I would recommend the Grandma Lucy's lamb. It's a freeze dried food. It's easy on the stomach and isn't cooked as much so more nutrients are there including antioxidants.


----------



## riddick4811 (Nov 2, 2011)

My dogs are eating Earthborn Meadows Feast and Nutrisource Grain Free Lamb and doing well on both. Also really like Native Level 1 which is also lamb based. You can find all these foods and others at PetFlow | Get Started or Wag.com: Best Supplies For Dogs, Cats, Beloved Pets - Free Shipping 

After we finish these bags of foods. I have a bag of Acana Grasslands to try which is lamb based, but don't know how it it going to work yet.


----------



## whiteleo (Sep 7, 2008)

riddick4811 said:


> My dogs are eating Earthborn Meadows Feast and Nutrisource Grain Free Lamb and doing well on both. Also really like Native Level 1 which is also lamb based. You can find all these foods and others at PetFlow | Get Started or Wag.com: Best Supplies For Dogs, Cats, Beloved Pets - Free Shipping
> 
> After we finish these bags of foods. I have a bag of Acana Grasslands to try which is lamb based, but don't know how it it going to work yet.

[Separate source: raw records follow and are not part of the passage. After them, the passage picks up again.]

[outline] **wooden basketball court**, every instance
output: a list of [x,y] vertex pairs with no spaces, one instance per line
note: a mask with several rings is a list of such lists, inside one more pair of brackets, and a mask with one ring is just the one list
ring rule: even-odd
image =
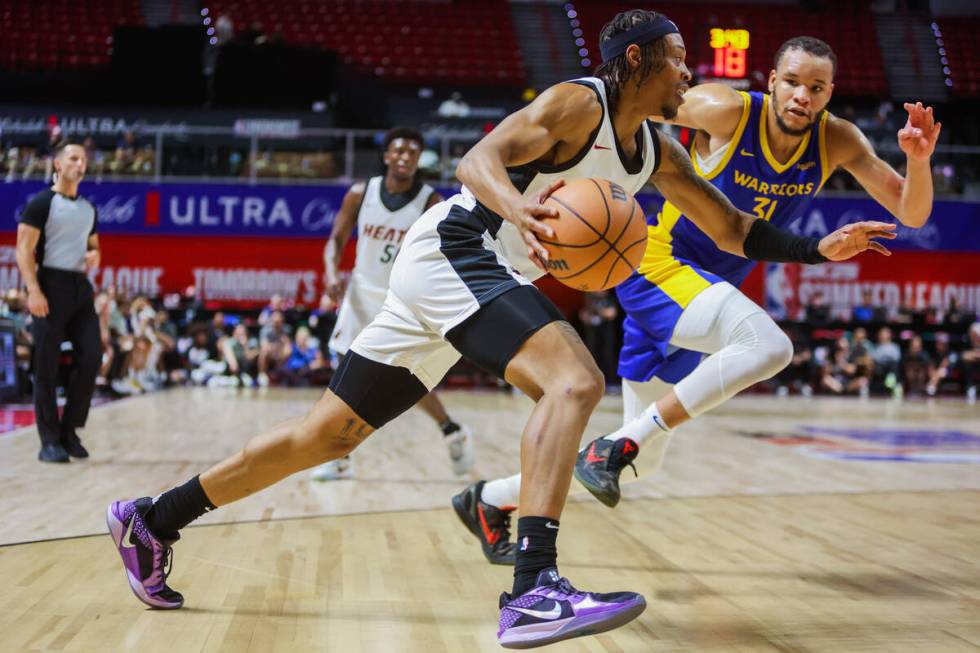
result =
[[[0,651],[501,650],[511,569],[486,564],[449,508],[470,480],[415,410],[355,452],[357,480],[299,474],[186,529],[169,581],[184,609],[132,596],[106,504],[183,482],[318,394],[114,402],[82,433],[92,458],[69,465],[36,461],[33,428],[0,436]],[[443,396],[476,432],[473,478],[516,470],[530,402]],[[607,397],[586,438],[616,428],[620,405]],[[648,608],[547,650],[980,650],[978,406],[739,398],[680,429],[624,494],[616,510],[573,495],[560,569]]]

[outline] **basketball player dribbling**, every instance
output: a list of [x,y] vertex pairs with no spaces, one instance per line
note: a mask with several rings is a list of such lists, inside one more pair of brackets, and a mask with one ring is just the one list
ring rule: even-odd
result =
[[[830,46],[796,37],[776,52],[768,94],[703,84],[686,94],[676,117],[657,119],[698,130],[691,150],[698,173],[735,206],[771,224],[785,227],[798,218],[841,167],[902,224],[921,227],[932,211],[929,160],[941,129],[932,108],[905,105],[908,121],[898,132],[907,157],[902,178],[857,127],[826,111],[836,69]],[[793,354],[772,318],[737,289],[754,263],[720,251],[691,217],[667,202],[651,220],[638,272],[616,289],[627,314],[619,359],[624,426],[583,448],[575,468],[609,506],[619,501],[620,473],[641,444],[655,472],[674,428],[773,376]],[[520,475],[480,482],[454,505],[458,511],[463,502],[479,501],[479,510],[506,512],[519,487]],[[470,518],[463,521],[471,527]],[[487,535],[475,534],[486,551]]]
[[723,249],[767,260],[844,259],[883,249],[871,238],[888,234],[886,225],[869,222],[818,241],[737,211],[647,121],[653,113],[673,117],[684,101],[690,73],[677,27],[654,12],[626,16],[617,19],[625,26],[607,56],[628,62],[629,74],[616,86],[588,79],[558,84],[463,158],[456,171],[462,192],[409,229],[381,312],[355,338],[307,415],[253,438],[242,452],[155,500],[108,507],[110,533],[141,601],[183,605],[164,569],[181,528],[350,453],[418,403],[462,354],[535,402],[521,445],[520,546],[512,591],[500,597],[499,642],[542,646],[617,628],[643,611],[639,594],[584,592],[557,570],[559,518],[578,443],[604,384],[575,330],[531,283],[548,260],[536,236],[553,237],[548,220],[557,218],[543,199],[563,179],[602,177],[629,193],[652,179],[685,214],[698,216]]
[[[327,293],[340,303],[337,324],[329,347],[338,358],[350,348],[354,337],[381,311],[395,256],[402,239],[419,216],[442,198],[416,174],[424,145],[422,134],[396,127],[385,134],[382,143],[385,174],[354,184],[344,195],[330,239],[323,251]],[[357,228],[357,258],[350,283],[344,292],[340,258]],[[341,301],[341,298],[343,300]],[[449,449],[453,473],[462,476],[473,468],[473,441],[470,430],[457,424],[446,413],[435,392],[419,401],[419,408],[439,425]],[[313,469],[316,481],[353,477],[350,456],[331,460]]]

Have fed the Grasslands to all my fosters and so far none have had issues which is good since most came eating crap grocery store kibble.


----------



## DaViking (Sep 27, 2011)

He's 12, been on Nutro Natural Choice Lamb & Rice for 10 years, I would stick with that formula, or find one that is very close in ingredients, and do anti-oxidant supplements on the side. Introducing a vastly different formula with all sorts of digestive aids, various functional ingredients and no grains might do more harm than good at this stage in his life. There is no guarantee as to how he would respond. The one thing I do not like though is the fact that the Nutro formula is lacking in proteins. Boosting the protein level is important for elderly dogs. Maybe adding some sardines or similar?


----------



## DDBsR4Me (Jan 23, 2012)

My boy did well on Acana Grasslands. I've also tried the Nutrisource grainfree lamb - but that made him throw up for some reason. I'd probably go with Acana or Earthborn. 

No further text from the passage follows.